Monday, May. 29, 1944
"Tan Yanks"
In the Bougainville jungles white and colored troops live together in soldierly understanding, TIME Correspondent Robert Martin reported last week. Units of the 93rd Division, first all-Negro infantry division to be sent overseas in this war, had fought and acquitted themselves with honor.
For the Negro troops, acceptance by their white comrades-in-arms was some thing to shout about. There had been gibes when units of the 93rd landed on Bougainville, on the heels of the Americal Division. The Americal knew by then what jungle fighting was like. They doubted that the "Tan Yanks" would stand up under the jungle's strange and silent horrors.
The tight-lipped Negroes had moved in.
Among their units was the old 24th Regiment, which had supported Teddy Roosevelt in 1898 in the Rough Riders' charge up San Juan Hill. Two-thirds of their officers were Negroes, 90% of them college graduates. The enlisted men were boys who had lived in Harlem tenements, plowed Georgia farms, carted crates in San Francisco.
With Prayer. It was animal-like war fare on Bougainville. The Negroes did not like it, any more than white men did.
Sometimes their officers had to tongue-lash them into action. But unseasoned white troops had also gone through that first paralyzing terror of jungle combat.
Private James O'Banner, a mild-mannered, youngster from Memphis, Tenn., was the first man to get a Nip. His carbine snap shot stirred up a hornet's nest. A dozen Negroes were slain, 25 were wounded. But 30 Japanese were dead before the melee was over.
The men of the 93rd learned fast. They were resourceful. Corporal Lemon Hicks of Silver City, Miss, and four buddies got lost behind enemy lines. When they blundered into a command post they picked off one Jap, melted back into the thick and steaming underbrush.
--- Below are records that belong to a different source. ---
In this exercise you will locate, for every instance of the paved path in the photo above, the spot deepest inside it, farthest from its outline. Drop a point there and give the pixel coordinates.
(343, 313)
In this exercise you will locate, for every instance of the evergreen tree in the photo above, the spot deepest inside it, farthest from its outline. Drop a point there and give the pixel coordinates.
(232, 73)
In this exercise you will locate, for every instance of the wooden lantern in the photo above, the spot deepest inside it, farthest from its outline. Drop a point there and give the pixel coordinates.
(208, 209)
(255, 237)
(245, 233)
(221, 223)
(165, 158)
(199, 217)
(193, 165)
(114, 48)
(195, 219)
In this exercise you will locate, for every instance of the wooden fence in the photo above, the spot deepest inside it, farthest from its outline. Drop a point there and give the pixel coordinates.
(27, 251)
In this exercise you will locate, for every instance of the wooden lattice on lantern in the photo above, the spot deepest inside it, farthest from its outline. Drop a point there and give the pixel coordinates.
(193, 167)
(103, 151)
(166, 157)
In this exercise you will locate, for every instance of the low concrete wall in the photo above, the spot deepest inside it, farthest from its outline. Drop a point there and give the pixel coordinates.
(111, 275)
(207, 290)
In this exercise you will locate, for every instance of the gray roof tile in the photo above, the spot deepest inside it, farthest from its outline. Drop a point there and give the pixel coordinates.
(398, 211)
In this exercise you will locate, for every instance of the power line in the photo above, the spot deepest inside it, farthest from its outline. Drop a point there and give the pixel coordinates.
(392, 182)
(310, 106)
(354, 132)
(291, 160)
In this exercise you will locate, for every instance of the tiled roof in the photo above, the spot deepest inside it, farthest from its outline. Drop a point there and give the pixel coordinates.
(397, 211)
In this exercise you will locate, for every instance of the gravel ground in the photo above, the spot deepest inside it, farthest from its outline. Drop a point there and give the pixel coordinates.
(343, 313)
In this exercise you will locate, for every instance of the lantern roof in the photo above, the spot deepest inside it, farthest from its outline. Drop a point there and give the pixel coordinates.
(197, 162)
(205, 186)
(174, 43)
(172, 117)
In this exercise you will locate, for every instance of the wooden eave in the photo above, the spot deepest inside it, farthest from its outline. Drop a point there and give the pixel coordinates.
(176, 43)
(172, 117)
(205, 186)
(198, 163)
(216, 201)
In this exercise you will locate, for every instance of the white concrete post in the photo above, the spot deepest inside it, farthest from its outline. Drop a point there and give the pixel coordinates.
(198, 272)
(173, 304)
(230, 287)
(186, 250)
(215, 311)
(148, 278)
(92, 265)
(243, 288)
They ran into a Jap minefield and methodically picked their way through it. They located their own lines by the sound of distant artillery, finally crossed safely back. Said Lemon: "All of us prayed."
One unit, moving out along the muddy Laruma River, fought it out with Japs for two days, destroyed five of their pill boxes, crossed the river with fixed bayo nets and put their disorganized enemies to rout.
With Flame. Their artillerymen learned to "walk" shells toward distant objectives. Their fire was so accurate that Jap prisoners thought U.S. troops had installed listening posts deep in the jungles to tip off Japanese movements.
Fighting alongside white units, the Negro doughboys helped extend outposts across the Saua River. With bazookas, flamethrowers and Browning automatic fire they beat off frontal attacks by day, creeping infiltration by night, until the Bougainville base was finally secured. By last week they were either veterans or casualties of the jungle war and white troops were no longer reluctant to serve beside them. Proudest of their record is Major General Raymond G. Lehman, of Sleepy Eye, Minn., commander of the 93rd, who has been a Regular Army officer since 1917 and commands Negro troops because he likes to lead them.
Says General Lehman: "They have the same courage, the same fear and fighting spunk as any other soldiers. They are quick to learn and eager to perform. They can give & take, and they are about the best disciplined men in the Army."